不審に思っていると、元ちゃんの後ろからひょこっと、新しいバイトの北川くんが顔を出して、
「勇実さん、聞いて下さいよ!
にーさんったらね、ジョーダンで看板の醤油と味噌混ぜたの作ったら、
それ以来、さっぱり味噌があんな感じになっちゃったんすよ」
と、キシシと笑いながら言った。
「ほのか?」
「そうっす! あ、帆乃夏って、俺の高校の時の女友達なんすけど。
こないだ食べに来てくれて、そんな感じだったんす」
「ばっ、北川! 勇実に余計な事言うな!」
「へえ、ほのかちゃん。

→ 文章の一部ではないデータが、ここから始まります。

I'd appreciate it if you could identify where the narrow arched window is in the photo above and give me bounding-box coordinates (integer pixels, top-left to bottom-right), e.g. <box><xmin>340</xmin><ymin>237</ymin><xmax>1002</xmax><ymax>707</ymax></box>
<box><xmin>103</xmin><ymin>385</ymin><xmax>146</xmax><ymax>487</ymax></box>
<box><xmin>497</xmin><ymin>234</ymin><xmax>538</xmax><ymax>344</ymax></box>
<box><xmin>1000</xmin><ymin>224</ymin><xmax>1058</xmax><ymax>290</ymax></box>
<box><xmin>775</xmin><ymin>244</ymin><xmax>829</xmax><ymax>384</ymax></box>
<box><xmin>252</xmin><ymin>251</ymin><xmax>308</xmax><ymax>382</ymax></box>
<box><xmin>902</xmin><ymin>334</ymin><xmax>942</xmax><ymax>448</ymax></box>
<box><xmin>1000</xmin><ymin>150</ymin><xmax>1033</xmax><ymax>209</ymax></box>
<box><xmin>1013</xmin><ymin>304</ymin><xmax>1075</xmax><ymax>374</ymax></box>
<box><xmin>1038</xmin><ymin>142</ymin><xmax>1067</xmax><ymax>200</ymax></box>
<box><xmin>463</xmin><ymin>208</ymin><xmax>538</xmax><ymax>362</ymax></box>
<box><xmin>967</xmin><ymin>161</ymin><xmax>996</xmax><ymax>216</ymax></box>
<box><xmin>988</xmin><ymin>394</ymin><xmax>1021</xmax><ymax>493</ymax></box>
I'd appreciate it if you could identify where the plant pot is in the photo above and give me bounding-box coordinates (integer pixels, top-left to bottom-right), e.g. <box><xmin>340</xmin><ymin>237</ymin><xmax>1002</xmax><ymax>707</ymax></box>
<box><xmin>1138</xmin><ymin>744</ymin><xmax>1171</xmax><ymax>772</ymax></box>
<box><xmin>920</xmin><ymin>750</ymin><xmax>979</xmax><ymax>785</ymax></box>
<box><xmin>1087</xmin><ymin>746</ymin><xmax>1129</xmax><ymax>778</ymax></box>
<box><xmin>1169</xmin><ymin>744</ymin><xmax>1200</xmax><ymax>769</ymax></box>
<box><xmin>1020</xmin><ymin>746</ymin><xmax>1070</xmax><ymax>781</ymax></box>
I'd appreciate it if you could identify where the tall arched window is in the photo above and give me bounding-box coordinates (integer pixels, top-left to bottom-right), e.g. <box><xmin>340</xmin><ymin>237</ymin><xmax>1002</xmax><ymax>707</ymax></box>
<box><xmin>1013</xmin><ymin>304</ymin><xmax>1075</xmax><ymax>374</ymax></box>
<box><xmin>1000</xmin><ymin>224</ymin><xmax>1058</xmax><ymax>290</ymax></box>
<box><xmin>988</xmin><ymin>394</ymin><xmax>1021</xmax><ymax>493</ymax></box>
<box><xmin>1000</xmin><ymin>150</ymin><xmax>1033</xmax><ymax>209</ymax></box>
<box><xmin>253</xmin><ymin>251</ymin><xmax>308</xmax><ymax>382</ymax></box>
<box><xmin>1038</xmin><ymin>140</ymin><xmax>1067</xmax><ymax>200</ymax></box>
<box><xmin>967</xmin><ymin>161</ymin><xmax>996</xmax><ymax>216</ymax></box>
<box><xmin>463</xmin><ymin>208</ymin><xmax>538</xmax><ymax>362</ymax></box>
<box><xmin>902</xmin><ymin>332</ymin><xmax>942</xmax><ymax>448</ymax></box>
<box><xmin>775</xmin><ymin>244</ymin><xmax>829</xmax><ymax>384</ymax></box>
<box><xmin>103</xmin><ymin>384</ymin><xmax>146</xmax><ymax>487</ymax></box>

へえ~。
それで味噌が。へえ~」
「そうっす! にーさんにも、春が来たっす!」
「オーマーエーなぁ!!」
あはは。元ちゃん、うろたえちゃって。北川くんにもすっかり転がされて、やっぱり元ちゃんは面白くて楽しい。
「ったく…ほれ、味噌お待ちどお。
やっぱり、前のやつの方がいいか?」
「ナニ言ってんの、これも美味しいよ。
元ちゃん、よかったね。今度紹介してね」
「ばっか…だから、そんなんじゃねぇんだってば」
ポリポリと頬を掻きながら、元ちゃんは苦笑いをした。